Makeshift shipping line from Napier to Gisborne being made to get agricultural products moving

It's been dubbed the 'blue highway' - a makeshift shipping line from Napier to Gisborne to get agricultural products moving.

Prime Minister Chris Hipkins said the Government is stumping up $2.25 million over three months to underwrite Gisborne's Eastland Port for the charter of the cargo ship - Rangitata.

But some said problems with wool processing in Napier meant a yet-to-be-established link to facilities in the South Island is crucial.

At long last a semblance of good news for Gisborne's cyclone-ravaged rural sector.

"We've been able to put a backstop in place to make sure that coastal shipping between Napier and Gisborne is viable and can be done regularly," Prime Minister Chris Hipkins said. 

Hipkins was back on the East Coast where he was promising solutions and dialling up the charm.

"Giving you that certainty is one of the first and most essential steps that we can take," Hipkins said.

So a start bu East Coast Wools Ltd managing director Henry Hansen said this was a rural sector where some are on their knees.

"In Gisborne of course we are isolated, now we're feeling marooned," Hansen told Newshub.

"It's been a pretty heavy month I have to say. Absolutely no income, of course - still employing staff and getting up in the morning and trying to smile but you can't keep doing that forever."

Gisborne to Napier is one thing but issues with the flood-ravaged wool processing down the line mean a South Island route - currently only under consideration - is crucial.
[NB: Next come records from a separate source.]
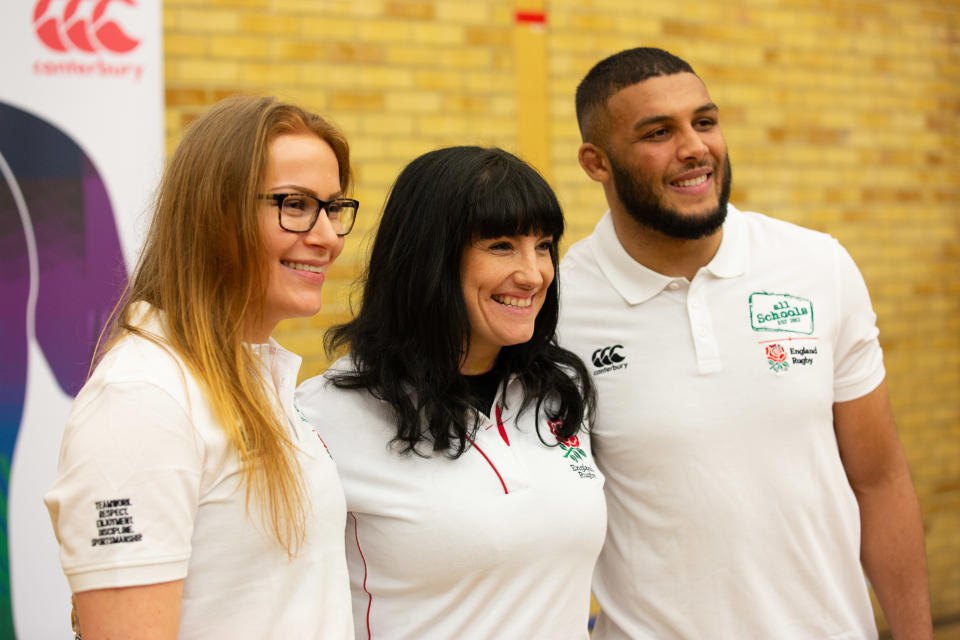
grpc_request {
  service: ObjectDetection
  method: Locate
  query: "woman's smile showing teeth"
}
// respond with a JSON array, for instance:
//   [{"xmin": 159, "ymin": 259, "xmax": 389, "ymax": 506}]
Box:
[
  {"xmin": 490, "ymin": 295, "xmax": 533, "ymax": 309},
  {"xmin": 280, "ymin": 260, "xmax": 325, "ymax": 273}
]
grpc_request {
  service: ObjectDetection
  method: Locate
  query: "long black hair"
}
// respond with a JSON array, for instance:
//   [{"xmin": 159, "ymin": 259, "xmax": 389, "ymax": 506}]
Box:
[{"xmin": 326, "ymin": 147, "xmax": 596, "ymax": 457}]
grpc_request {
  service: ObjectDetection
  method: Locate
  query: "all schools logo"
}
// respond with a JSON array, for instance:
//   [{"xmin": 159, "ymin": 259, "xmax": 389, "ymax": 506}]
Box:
[
  {"xmin": 33, "ymin": 0, "xmax": 143, "ymax": 81},
  {"xmin": 590, "ymin": 344, "xmax": 627, "ymax": 376},
  {"xmin": 749, "ymin": 292, "xmax": 813, "ymax": 335}
]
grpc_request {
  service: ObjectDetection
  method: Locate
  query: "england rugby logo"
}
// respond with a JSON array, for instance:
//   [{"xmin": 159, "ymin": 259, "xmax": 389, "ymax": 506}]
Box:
[{"xmin": 33, "ymin": 0, "xmax": 140, "ymax": 53}]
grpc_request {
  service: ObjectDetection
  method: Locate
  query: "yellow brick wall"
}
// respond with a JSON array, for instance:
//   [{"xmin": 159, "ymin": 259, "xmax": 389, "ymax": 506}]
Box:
[{"xmin": 163, "ymin": 0, "xmax": 960, "ymax": 624}]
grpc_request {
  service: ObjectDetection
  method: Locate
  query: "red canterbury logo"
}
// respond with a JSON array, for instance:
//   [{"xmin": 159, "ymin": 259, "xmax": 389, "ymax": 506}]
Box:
[{"xmin": 33, "ymin": 0, "xmax": 140, "ymax": 53}]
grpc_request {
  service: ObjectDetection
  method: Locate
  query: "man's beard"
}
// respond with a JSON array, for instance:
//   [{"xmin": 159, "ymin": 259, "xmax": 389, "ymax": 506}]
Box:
[{"xmin": 607, "ymin": 154, "xmax": 732, "ymax": 240}]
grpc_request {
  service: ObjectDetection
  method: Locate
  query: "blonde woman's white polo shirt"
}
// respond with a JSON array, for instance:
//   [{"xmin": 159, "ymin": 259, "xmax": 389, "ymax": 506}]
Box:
[
  {"xmin": 560, "ymin": 206, "xmax": 884, "ymax": 640},
  {"xmin": 44, "ymin": 305, "xmax": 353, "ymax": 640}
]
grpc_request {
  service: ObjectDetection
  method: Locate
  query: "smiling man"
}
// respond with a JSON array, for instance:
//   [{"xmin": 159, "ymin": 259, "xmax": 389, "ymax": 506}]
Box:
[{"xmin": 560, "ymin": 48, "xmax": 932, "ymax": 640}]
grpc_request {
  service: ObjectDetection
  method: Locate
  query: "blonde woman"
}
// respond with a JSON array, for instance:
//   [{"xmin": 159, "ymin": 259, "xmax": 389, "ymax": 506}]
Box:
[{"xmin": 45, "ymin": 98, "xmax": 358, "ymax": 640}]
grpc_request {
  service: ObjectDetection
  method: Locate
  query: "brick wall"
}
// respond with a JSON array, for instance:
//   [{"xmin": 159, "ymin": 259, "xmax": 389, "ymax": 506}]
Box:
[{"xmin": 164, "ymin": 0, "xmax": 960, "ymax": 624}]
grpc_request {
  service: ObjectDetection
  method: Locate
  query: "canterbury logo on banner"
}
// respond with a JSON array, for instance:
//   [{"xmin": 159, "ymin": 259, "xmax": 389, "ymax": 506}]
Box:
[{"xmin": 33, "ymin": 0, "xmax": 140, "ymax": 53}]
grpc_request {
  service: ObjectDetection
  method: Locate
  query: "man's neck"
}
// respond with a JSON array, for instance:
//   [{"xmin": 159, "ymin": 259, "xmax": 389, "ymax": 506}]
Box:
[{"xmin": 611, "ymin": 211, "xmax": 723, "ymax": 280}]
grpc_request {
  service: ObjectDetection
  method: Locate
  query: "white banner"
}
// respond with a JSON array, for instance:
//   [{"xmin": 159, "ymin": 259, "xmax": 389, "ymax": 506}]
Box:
[{"xmin": 0, "ymin": 0, "xmax": 164, "ymax": 638}]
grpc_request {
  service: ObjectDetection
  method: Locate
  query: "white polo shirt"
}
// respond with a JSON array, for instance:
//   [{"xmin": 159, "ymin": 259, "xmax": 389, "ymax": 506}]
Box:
[
  {"xmin": 560, "ymin": 206, "xmax": 884, "ymax": 640},
  {"xmin": 44, "ymin": 304, "xmax": 353, "ymax": 640},
  {"xmin": 297, "ymin": 359, "xmax": 606, "ymax": 640}
]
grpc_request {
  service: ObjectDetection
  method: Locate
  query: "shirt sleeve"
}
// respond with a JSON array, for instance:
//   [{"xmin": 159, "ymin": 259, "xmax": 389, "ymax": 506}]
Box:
[
  {"xmin": 44, "ymin": 382, "xmax": 203, "ymax": 593},
  {"xmin": 833, "ymin": 241, "xmax": 885, "ymax": 402}
]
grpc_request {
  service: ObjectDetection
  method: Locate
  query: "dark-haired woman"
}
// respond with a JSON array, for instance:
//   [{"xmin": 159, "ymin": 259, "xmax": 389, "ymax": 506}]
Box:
[{"xmin": 297, "ymin": 147, "xmax": 606, "ymax": 639}]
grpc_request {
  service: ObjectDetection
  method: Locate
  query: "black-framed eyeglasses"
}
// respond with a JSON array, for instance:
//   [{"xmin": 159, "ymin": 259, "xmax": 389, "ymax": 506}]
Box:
[{"xmin": 257, "ymin": 193, "xmax": 360, "ymax": 236}]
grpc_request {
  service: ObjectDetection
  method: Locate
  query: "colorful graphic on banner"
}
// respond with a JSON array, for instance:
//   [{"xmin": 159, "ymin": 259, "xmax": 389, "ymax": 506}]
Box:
[
  {"xmin": 0, "ymin": 0, "xmax": 163, "ymax": 638},
  {"xmin": 0, "ymin": 103, "xmax": 125, "ymax": 637}
]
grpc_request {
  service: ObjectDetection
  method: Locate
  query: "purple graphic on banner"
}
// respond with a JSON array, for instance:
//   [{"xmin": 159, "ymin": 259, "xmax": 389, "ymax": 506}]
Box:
[{"xmin": 0, "ymin": 103, "xmax": 126, "ymax": 637}]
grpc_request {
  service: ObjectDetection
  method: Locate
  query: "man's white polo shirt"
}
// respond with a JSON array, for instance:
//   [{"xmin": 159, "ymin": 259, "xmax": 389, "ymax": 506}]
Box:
[
  {"xmin": 560, "ymin": 206, "xmax": 884, "ymax": 640},
  {"xmin": 296, "ymin": 359, "xmax": 606, "ymax": 640}
]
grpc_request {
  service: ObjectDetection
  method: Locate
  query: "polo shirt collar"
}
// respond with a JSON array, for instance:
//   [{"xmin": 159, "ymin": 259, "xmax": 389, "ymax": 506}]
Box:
[{"xmin": 590, "ymin": 204, "xmax": 747, "ymax": 304}]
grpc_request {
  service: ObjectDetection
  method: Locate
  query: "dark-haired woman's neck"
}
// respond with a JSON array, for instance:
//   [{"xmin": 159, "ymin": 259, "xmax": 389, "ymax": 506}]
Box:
[{"xmin": 460, "ymin": 347, "xmax": 500, "ymax": 376}]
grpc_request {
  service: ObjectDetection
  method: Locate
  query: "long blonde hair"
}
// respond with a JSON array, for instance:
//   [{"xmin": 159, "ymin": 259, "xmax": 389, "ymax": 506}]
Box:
[{"xmin": 98, "ymin": 97, "xmax": 351, "ymax": 556}]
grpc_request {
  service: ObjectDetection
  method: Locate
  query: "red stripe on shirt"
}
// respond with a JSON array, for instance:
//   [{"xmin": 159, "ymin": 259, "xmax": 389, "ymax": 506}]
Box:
[
  {"xmin": 467, "ymin": 436, "xmax": 510, "ymax": 493},
  {"xmin": 350, "ymin": 513, "xmax": 373, "ymax": 640},
  {"xmin": 497, "ymin": 405, "xmax": 510, "ymax": 447}
]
"We need to be able to get wool, in our case from Napier to Timaru, because they need to further process it and they can't do it in Hawke's Bay at the moment because of the cyclone," Hansen said.

"They need a lot of help from the Government to get this off the ground and keep the industry going at a difficult time."

Newshub understands the Napier-Gisborne route has been discussed on and off for years. But Regional Development Minister Kiritapu Allan denied it had taken a cyclone for the Government to act.

"The request for it to extend up to Tarāwhiti has been a discussion led by businesses to which the Government has responded. I think you can see a clear trajectory of this Government investing in these alternative transport resilience options," Allan said.

A win for Gisborne, but what about a battered Wairoa to the south?

During Cyclone Gabrielle, the water at Wairoa showgrounds was waist deep and a month since the cyclone, nothing has really changed - a metaphor for a struggling rural sector.

A community stuck in mud, Wairoa Mayor Craig Little said it's tough going.

"We've got huge issues and look, a lot of these people, I think, our cost of living is going to go up," Little said.

He said the Gisborne-Napier shipping route won't be much help to his constituents. They've got their eyes on something else.

"The focus on State Highway Two is our number one priority but with pace. I am looking at it thinking why is it taking so long?" Little said.

Cyclone Gabrielle has gone but some real tests lie ahead.